El presidente del Gobierno, Pedro Sánchez, ha cargado duramente este miércoles contra la posición de Estados Unidos tras las recientes declaraciones de Donald Trump en las que aseguraba que iba a cortar todo tipo de relación comercial con España. Además, calificó al país como “un terrible aliado” por el veto al uso de las bases de Rota y Morón
El líder del Ejecutivo ha dicho que su posición respecto al conflicto es «clara y contundente» y que se resume en cuatro palabras: «No a la guerra». Sánchez ha recordado que hace 23 años, «con la excusa de unas armas de destrucción masiva, a España también se le arrastró a un conflicto con muchas consecuencias», haciendo claramente referencia a Irak.

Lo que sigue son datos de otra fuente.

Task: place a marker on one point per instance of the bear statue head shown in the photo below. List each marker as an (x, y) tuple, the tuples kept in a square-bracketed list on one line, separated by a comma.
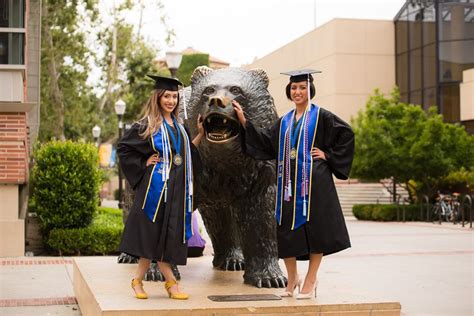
[(212, 92)]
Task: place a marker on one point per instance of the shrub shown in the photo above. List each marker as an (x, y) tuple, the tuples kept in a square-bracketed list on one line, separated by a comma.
[(66, 178), (102, 237), (386, 212)]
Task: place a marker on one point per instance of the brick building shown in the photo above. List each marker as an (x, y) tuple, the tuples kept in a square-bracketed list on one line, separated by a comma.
[(20, 43)]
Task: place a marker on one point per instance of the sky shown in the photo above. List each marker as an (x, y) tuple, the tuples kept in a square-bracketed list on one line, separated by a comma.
[(240, 31)]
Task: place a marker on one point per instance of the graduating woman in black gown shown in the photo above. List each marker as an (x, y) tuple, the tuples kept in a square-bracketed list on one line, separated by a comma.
[(310, 145), (156, 157)]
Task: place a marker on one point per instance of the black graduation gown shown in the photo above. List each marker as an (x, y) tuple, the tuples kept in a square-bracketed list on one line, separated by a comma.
[(326, 230), (161, 240)]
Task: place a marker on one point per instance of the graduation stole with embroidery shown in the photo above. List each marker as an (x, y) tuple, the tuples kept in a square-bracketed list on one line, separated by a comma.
[(157, 185), (300, 187)]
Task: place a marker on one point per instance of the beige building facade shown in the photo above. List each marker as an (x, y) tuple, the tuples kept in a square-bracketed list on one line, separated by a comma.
[(467, 95), (355, 57), (19, 115)]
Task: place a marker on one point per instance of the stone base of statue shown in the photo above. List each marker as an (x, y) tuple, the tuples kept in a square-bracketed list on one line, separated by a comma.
[(102, 287)]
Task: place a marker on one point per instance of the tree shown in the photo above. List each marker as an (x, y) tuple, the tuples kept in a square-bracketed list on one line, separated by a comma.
[(401, 141), (65, 96), (128, 59), (188, 64)]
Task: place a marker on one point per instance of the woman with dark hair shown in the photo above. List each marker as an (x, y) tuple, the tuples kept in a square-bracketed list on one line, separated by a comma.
[(310, 145), (156, 157)]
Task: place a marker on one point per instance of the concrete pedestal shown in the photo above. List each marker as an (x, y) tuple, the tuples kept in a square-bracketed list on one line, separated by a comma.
[(102, 287)]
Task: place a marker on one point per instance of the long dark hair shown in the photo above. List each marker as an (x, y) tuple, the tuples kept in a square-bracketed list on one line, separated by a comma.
[(152, 113)]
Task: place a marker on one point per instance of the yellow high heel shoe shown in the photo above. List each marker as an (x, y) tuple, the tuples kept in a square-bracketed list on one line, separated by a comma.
[(176, 296), (311, 294), (143, 295)]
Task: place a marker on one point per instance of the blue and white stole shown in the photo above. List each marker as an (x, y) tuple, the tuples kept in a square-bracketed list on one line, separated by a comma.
[(299, 188), (157, 185)]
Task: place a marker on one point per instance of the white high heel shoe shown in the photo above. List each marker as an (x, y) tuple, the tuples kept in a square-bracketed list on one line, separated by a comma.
[(292, 293), (311, 294)]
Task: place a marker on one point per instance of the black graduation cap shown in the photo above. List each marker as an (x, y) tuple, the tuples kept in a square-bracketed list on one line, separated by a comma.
[(166, 83), (301, 75)]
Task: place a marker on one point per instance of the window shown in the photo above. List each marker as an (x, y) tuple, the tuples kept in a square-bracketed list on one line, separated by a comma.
[(12, 32)]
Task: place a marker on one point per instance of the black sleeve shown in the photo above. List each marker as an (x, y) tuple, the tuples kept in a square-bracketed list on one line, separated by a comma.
[(195, 156), (340, 144), (132, 151), (262, 143)]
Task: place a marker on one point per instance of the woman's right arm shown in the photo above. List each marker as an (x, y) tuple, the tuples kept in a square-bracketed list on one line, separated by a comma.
[(132, 152), (259, 142)]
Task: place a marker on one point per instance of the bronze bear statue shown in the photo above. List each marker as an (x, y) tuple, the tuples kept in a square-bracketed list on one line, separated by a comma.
[(234, 193)]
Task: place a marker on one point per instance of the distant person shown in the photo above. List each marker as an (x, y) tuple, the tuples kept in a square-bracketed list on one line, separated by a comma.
[(156, 157), (310, 145)]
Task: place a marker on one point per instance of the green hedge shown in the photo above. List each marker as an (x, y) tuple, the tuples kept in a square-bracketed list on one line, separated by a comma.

«Los gobiernos estamos para aportar soluciones, no para empeorar la vida de la gente», ha sentenciado Sánchez, que ha insistido en que se está utilizando «el humo de la guerra» para «ocultar el fracaso político y llenar sus bolsillos». También ha vuelto a poner el foco en la compatibilidad de estar en contra del régimen iraní y a la vez contra la violación de la legalidad internacional. No se ha atrevido, por otra parte, a realizar predicciones, pues «no se sabe qué pasará y ni siquiera están claros los objetivos de los que lanzaron los primeros ataques».
«Lo ingenuo es creer que la solución es la violencia. Nuestra posición no es ingenua, es coherente», ha incidido tras lamentar que el mundo deja de construir hospitales para fabricar misiles. Ha concluido afirmando que «en estos momentos nos sentimos más orgullosos de ser españoles» tras los comentarios positivos que han proliferado en redes sociales a nivel internacional respecto a la gestión del Gobierno.